A failure in AI isn’t just a 500 error. It can be a 200 OK that contains the text “I’m sorry, I cannot see this image.” Your background job needs logic to detect these “soft failures” and handle them as if they were errors.

The AI will sometimes return invalid, or mostly valid JSON. Often with text that proceeds an otherwise valid JSON object. You will likely need to handle this accordingly in real life, hence the comment in the example above about sanitizing the JSON.

7. Conclusion

I have shown how a prompt and some data preparation can be submitted to an AI agent for processing. The product is a distributed function call that is capable handling non-deterministic tasks that the AI engine is very adept at. However, distributed systems are high latency and can fail in unusual ways.
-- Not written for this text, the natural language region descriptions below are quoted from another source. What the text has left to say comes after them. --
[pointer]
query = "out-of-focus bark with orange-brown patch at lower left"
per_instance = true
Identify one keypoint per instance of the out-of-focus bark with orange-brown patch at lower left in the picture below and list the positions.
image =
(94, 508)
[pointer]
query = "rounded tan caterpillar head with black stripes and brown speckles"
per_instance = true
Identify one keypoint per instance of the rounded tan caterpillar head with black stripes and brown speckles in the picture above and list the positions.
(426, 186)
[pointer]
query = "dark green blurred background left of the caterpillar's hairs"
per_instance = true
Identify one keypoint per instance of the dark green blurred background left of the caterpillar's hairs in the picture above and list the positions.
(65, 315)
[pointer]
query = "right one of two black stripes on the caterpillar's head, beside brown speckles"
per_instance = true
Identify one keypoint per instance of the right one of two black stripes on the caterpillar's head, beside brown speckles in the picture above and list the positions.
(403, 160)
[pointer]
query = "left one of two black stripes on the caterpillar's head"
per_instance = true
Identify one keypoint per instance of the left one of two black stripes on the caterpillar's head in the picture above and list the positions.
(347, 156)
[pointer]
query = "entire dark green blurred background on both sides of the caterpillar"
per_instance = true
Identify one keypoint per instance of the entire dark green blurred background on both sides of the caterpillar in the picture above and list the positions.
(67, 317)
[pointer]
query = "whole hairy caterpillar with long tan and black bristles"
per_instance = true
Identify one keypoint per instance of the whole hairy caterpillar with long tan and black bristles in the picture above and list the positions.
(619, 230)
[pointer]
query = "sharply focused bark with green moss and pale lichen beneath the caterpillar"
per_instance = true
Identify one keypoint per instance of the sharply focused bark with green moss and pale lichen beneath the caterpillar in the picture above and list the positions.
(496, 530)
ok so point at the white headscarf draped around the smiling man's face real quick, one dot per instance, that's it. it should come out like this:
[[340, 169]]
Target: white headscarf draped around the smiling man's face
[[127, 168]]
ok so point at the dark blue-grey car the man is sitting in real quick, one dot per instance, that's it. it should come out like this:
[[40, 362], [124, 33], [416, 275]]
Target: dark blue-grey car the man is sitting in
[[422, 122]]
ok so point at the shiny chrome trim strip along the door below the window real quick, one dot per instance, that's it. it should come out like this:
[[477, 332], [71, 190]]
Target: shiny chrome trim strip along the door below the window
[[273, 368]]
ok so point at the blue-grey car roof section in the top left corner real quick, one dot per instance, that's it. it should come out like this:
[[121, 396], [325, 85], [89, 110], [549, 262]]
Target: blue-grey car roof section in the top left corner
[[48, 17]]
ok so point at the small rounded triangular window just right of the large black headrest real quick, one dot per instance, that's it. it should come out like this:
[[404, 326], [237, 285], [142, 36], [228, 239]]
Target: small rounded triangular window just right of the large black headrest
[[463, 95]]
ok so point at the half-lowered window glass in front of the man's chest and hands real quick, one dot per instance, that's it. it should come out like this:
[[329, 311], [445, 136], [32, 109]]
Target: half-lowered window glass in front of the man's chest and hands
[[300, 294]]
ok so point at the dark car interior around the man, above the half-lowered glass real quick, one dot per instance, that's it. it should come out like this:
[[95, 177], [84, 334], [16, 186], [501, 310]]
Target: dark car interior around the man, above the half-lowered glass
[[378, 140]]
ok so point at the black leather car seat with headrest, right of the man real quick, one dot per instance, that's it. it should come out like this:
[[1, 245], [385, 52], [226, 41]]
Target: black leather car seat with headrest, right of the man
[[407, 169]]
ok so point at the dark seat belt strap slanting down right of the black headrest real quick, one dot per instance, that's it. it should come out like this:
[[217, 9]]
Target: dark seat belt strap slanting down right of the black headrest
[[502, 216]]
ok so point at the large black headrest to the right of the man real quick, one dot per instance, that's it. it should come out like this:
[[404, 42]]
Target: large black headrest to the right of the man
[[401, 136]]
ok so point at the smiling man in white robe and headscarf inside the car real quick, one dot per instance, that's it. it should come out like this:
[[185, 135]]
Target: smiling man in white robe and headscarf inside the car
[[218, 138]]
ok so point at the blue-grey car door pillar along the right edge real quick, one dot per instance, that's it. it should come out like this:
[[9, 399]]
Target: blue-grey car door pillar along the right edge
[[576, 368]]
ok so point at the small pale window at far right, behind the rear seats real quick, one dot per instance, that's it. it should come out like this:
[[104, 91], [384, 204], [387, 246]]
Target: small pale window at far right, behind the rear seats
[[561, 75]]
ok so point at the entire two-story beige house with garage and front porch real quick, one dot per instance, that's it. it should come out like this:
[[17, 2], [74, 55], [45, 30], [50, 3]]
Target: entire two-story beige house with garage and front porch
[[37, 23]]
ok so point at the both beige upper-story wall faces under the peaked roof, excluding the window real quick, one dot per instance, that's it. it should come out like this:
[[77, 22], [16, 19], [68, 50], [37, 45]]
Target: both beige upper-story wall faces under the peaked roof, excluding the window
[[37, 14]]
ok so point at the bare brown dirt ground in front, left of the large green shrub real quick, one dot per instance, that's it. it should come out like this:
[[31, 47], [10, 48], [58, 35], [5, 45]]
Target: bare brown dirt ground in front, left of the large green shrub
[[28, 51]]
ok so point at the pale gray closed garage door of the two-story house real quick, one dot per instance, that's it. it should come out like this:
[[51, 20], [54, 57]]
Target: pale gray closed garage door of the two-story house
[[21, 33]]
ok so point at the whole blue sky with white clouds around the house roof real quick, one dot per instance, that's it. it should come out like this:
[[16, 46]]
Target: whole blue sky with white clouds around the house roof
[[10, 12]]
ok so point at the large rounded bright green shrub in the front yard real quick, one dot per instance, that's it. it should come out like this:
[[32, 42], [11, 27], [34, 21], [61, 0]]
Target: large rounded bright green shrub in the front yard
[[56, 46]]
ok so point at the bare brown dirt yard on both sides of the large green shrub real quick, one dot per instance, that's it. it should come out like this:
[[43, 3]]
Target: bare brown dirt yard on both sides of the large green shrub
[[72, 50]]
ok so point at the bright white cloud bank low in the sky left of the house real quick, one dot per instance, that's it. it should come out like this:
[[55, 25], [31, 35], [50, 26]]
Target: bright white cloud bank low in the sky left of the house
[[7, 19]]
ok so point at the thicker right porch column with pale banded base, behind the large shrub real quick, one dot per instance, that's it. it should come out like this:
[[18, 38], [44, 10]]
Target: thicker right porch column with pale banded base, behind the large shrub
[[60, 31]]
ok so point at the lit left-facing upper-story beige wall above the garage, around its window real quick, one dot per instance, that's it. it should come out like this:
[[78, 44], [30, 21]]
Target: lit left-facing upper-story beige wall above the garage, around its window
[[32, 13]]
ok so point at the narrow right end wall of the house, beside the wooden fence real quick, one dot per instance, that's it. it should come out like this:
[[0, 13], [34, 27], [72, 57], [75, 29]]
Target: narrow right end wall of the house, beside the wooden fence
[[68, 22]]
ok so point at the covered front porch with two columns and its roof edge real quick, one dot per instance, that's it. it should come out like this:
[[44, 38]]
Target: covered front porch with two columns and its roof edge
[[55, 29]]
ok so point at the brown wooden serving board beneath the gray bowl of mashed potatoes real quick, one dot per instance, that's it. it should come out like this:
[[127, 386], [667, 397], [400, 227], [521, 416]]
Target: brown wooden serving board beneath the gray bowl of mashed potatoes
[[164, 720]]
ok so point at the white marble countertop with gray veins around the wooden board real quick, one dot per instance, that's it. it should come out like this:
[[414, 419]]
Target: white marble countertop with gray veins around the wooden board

Because you can’t use a standard database transaction across an external API, the State Machine is your transaction manager.Therefore logging, managing your state machine, handling errors is extremely important. AI models do not agree with each other and can take different actions on subsequent calls so do not forget that as we build more and more systems that use these capabilities maintaining a human-in-the-loop interface is vitally important.